I'm all for "serious public watchdogs" - but the keyword is serious.
29
@21 - I don't think the article was really about the cars, but I'm totally with you. This whole idea that driving a hybrid or an all-electric car lessens your impact is nothing but a comforting falsehood. Fewer humans consuming less per capita - that's the only real way to lessen our impact. Everything else is just window dressing. That's a much harder message to make money off of, so you know - let's keep mining lithium.
30
"Depends on your zip code".
We put up solar panels before we bought our Leaf, which returns 4 miles per kwh vs the Tesla @2.
Lead batteries are recycled, Lithium also, AND re-purposed

Was the article title supposed to be
"PSE still using antique technologies" ?
31
So, "Seattle Electric Vehicle Association legislative issues coordinator John McCoy" wants to make it clear to all of us that people on the Eastside do not care about where their electricity comes from. Why?

Anyhoo, I think the big difference between electric and gasoline cars is that electricity can be generated in a sustainable fashion. The prospect of getting 100% of our electricity from "green" sources seems a lot more feasible than the prospect of switching the entire fleet over to ethanol or bio-diesel.
32
@11 It's a shame you had to learn that Ansel is an idiot, and not a journalist, in this fashion. Did he leave a $1,000 camera unattended while interviewing you? He certainly seemed to have left his notes behind, assuming he took any.
33
@27: "45 years ago, Seattle City Light ALSO once thought it would be a "great" idea to put two nuclear power plants in Skagit County"

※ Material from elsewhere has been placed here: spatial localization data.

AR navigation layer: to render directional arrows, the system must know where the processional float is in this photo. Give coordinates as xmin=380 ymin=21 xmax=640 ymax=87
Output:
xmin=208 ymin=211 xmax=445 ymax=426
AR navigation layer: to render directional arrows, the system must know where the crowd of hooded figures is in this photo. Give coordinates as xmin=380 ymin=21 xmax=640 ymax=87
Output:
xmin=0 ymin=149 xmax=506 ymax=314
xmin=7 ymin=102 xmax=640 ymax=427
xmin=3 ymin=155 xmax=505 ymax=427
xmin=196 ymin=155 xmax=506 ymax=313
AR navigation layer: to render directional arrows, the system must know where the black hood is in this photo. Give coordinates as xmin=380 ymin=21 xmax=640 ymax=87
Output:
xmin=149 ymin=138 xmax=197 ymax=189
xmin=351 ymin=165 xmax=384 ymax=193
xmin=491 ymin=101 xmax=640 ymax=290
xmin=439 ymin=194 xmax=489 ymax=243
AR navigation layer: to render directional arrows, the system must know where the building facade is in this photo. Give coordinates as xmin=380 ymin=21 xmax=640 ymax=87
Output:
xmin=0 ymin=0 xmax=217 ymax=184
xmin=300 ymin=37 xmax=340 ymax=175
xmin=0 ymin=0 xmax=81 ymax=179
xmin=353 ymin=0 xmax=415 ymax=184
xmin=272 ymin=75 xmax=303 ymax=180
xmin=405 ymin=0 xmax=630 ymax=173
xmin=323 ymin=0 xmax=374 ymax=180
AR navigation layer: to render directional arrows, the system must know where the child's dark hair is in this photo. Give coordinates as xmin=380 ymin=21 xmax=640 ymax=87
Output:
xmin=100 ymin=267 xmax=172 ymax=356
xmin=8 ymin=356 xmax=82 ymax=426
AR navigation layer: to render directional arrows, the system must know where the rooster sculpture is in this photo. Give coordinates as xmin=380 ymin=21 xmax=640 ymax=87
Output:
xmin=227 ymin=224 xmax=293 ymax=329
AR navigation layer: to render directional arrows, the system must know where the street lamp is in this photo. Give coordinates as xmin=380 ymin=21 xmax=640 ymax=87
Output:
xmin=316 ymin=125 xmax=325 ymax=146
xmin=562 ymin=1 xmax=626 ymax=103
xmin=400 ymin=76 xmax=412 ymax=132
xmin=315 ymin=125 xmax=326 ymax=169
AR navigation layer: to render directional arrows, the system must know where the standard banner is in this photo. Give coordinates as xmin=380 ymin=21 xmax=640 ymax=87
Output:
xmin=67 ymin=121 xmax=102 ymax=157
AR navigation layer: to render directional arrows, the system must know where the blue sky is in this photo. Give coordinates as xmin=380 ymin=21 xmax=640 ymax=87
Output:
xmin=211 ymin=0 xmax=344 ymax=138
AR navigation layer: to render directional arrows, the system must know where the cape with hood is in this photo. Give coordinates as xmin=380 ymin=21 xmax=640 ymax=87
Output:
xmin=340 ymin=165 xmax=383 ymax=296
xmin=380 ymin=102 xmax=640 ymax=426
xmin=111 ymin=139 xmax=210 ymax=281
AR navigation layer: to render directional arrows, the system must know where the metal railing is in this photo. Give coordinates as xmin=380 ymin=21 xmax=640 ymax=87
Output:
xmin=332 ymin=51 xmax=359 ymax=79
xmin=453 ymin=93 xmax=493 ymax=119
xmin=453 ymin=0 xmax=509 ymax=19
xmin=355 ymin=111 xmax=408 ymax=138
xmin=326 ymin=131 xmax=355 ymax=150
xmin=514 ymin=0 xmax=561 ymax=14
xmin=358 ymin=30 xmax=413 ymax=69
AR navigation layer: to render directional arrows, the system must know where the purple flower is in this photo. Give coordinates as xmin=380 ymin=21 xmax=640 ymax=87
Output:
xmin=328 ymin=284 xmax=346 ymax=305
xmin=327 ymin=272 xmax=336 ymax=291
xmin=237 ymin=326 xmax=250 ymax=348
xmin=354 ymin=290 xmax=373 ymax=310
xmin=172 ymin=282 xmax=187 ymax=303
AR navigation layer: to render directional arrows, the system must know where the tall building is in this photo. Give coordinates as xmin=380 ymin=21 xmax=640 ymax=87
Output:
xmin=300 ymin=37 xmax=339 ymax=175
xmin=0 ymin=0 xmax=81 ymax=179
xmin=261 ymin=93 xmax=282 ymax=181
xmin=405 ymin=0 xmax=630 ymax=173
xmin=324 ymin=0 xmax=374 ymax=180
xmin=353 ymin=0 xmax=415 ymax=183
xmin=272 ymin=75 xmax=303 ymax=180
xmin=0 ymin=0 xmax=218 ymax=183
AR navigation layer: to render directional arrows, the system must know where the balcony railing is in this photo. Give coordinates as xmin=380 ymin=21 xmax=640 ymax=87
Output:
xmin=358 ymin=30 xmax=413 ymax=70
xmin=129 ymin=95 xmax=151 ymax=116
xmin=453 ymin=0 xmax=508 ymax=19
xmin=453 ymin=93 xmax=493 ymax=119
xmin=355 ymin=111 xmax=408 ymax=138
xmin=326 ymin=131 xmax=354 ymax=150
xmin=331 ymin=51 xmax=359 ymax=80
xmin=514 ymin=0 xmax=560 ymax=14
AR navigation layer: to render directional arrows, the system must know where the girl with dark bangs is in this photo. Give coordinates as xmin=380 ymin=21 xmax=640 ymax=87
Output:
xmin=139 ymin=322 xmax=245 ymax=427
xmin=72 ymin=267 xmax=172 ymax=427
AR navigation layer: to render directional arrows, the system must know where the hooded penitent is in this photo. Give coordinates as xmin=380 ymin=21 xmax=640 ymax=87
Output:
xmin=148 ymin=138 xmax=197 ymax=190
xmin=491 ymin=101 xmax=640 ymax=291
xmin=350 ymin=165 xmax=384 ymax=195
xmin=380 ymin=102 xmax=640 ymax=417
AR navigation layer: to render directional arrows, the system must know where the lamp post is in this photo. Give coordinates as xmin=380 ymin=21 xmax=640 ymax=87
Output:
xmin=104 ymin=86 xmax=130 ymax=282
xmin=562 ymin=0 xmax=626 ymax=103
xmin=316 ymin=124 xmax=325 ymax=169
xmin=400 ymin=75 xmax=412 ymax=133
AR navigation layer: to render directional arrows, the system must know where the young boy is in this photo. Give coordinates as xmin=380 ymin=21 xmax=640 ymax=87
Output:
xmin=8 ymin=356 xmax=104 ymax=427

I believe those were proposed by PSP&L (now PSE) and Seattle City Light had nothing to do with them. Seattle Cily Light was a part of WPPSS, but only participated in the first 3 planned plants, pulling out of #4 and 5 when the things started to go bad.
34

You say "electric cars" but in this discussion you seem only to refer to "battery cars".

An electric car can be defined as one whose wheels are turned by an electric motor.

And that motor can be powered in different ways.

A Tesla or Leaf is powered solely by many sets of batteries, charged from the standard grid.

However, the electric motor can also be powered by an onboard fuel cell, which in turn is powered by hydrogen. The processes for generating hydrogen are many, from stream reforming to lab methods like artificial leaves.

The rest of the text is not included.